BinDNN: Resilient Function Matching Using Deep Learning

Open Access
Lageman, Nathaniel John
Graduate Program:
Computer Science and Engineering
Master of Science
Document Type:
Master Thesis
Date of Defense:
November 07, 2016
Committee Members:
  • Patrick Drew Mcdaniel, Thesis Advisor/Co-Advisor
  • reverse engineering
  • malware
  • deep learning
Determining if two functions taken from different compiled binaries originate from the same function in the source code has many applications to malware reverse engineering.

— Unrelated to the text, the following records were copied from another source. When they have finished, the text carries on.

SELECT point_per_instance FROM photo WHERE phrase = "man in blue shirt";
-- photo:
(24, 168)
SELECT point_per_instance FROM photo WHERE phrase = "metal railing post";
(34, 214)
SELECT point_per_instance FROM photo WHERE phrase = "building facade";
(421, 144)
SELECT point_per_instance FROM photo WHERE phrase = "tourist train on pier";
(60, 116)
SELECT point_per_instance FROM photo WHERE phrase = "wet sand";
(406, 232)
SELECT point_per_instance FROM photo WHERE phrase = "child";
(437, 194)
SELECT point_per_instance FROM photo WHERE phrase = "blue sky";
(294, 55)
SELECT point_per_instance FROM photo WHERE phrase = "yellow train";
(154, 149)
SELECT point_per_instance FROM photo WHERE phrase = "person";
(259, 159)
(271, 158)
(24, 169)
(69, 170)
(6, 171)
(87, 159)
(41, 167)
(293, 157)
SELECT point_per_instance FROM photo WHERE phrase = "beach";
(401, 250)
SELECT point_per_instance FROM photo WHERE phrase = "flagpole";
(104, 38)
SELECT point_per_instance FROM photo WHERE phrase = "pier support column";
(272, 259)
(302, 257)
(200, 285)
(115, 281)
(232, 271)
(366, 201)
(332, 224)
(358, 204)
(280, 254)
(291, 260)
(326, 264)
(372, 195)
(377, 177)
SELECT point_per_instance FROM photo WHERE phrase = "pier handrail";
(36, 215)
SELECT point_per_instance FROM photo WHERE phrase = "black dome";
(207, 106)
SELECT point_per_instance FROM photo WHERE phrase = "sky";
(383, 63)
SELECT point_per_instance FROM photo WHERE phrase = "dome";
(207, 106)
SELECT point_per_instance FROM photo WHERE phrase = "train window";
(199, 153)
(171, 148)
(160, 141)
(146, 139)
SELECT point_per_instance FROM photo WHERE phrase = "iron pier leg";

Namely, this process allows an analyst to filter large swaths of code, removing functions that have been previously observed or those that originate in shared or trusted libraries. However, this task is challenging due to the myriad factors that influence the translation between source code and assembly instructions—the instruction stream created by a compiler is heavily influenced by a number of factors including optimizations, target platforms, and runtime constraints. In this paper, we seek to advance methods for reliably testing the equivalence of functions found in different executables. By leveraging advances in deep learning and natural language processing, we design and evaluate a novel algorithm, BINDNN, that is resilient to variations in compiler, compiler optimization level, and architecture. We show that BINDNN is effective both in isolation or in conjunction with existing approaches. In the case of the latter, we boost performance by 109% when combining BINDNN with BinDiff to compare functions across architectures. This result—an improvement of 32% for BINDNN and 185% for BinDiff—demonstrates the utility of employing multiple orthogonal approaches to function matching.